The Drug Treatment Centre Board has undertaken a novel approach to enhance outcomes in addiction treatment using charity sponsorship as an incentive for clients. The report evaluating this pilot initiative stated that: "Addiction treatment is multifaceted. There is no one solution that works for everyone. There is a need to identify novel approaches that will improve outcomes in addiction disorders, universally recognised as being difficult to treat. Offering clients the option of earning money for their chosen charity by making progress in their treatment appears to be an effective incentive for many. We are unaware of this approach being used anywhere else in the world."

The Pilot initiative was undertaken in the Young Person's Program (YPP) at The Drug Treatment Centre Board over a twelve week period during the summer 2008. The YPP provides a treatment service for teenagers with very serious addictions, generally heroin dependence.
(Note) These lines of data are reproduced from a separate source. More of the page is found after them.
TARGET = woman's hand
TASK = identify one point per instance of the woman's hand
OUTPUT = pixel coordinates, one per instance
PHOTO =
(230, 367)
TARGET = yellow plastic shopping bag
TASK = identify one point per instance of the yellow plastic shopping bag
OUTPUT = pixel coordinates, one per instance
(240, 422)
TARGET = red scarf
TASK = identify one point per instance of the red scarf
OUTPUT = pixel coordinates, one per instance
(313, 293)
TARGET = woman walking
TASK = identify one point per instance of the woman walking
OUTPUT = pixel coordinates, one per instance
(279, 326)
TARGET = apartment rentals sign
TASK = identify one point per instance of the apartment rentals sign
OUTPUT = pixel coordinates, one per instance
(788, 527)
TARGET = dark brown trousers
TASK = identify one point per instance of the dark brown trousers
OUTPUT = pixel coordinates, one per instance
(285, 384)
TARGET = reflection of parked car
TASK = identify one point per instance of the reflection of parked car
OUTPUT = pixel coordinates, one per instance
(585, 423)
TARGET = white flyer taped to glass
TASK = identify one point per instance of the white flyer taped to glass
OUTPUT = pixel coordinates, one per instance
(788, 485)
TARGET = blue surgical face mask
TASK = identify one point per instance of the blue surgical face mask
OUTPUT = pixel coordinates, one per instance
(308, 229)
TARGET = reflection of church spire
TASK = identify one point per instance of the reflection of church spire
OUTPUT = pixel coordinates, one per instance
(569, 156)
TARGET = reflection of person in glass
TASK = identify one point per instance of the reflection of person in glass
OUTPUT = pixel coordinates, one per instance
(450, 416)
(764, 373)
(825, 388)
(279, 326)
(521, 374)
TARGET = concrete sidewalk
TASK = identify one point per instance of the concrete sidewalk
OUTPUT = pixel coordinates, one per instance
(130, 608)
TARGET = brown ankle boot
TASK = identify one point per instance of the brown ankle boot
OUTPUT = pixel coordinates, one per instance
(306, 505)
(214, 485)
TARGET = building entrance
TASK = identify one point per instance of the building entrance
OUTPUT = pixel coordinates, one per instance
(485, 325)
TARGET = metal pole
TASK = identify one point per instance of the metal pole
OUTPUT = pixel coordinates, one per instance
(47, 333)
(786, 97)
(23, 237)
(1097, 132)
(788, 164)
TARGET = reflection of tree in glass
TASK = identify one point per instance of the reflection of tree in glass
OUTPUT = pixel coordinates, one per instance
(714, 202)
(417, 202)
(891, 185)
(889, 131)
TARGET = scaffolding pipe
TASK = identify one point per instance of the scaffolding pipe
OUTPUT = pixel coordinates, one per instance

Nine young people participated. Between them, they earned a total of 3115 Euro for a range of charities selected by themselves, including the ISPCC, The Jack & Jill Foundation & Temple Street Children's Hospital. They earned money for the charity through attendance at counselling sessions, demonstration of abstinence (confirmed by urinalysis) and the attainment of goals specific to their individualised care plan.
Mason Hayes+Curran, the leading business law firm kindly agreed to sponsor the YPP clients during this pilot.

A Consultant Child & Adolescent Psychiatrist working on the YPP, Dr Bobby Smyth said today: "This was a successful initiative. The clients seemed to get a lot out of it. We used a number of psychological measures to look at changes in their wellbeing during this pilot and we found improvement in all domains, especially in their self esteem. We also found reductions in drug use and successful detox completion. Clients obtained a deep satisfaction from the knowledge that their efforts in addressing their own addiction were going to have benefits for others through the charity sponsorship. It challenges the unfair stereotype that drug users are self centred or donít care about others".

Ann O'Driscoll a healthcare partner with Mason, Hayes+Curran said: "We are delighted to have supported this treatment initiative and appreciate the  many challenges in this type of intervention.  The initative is a great example of the positive impact of collaboration between healthcare providers and the professions while benefiting valuable charitable causes.  It is heartening to see evidence that teenage clients in the YPP were encouraged to make significant progress in tackling their addictions."

Dr Smyth went on to say: "We would now like to repeat this initiative on a larger scale and evaluate it more scientifically. We're optimistic that we will identify other partners in the commercial world, along with Mason Hayes+Curran, who are happy to channel money to charities via this route. We see it as a win-win situation for all."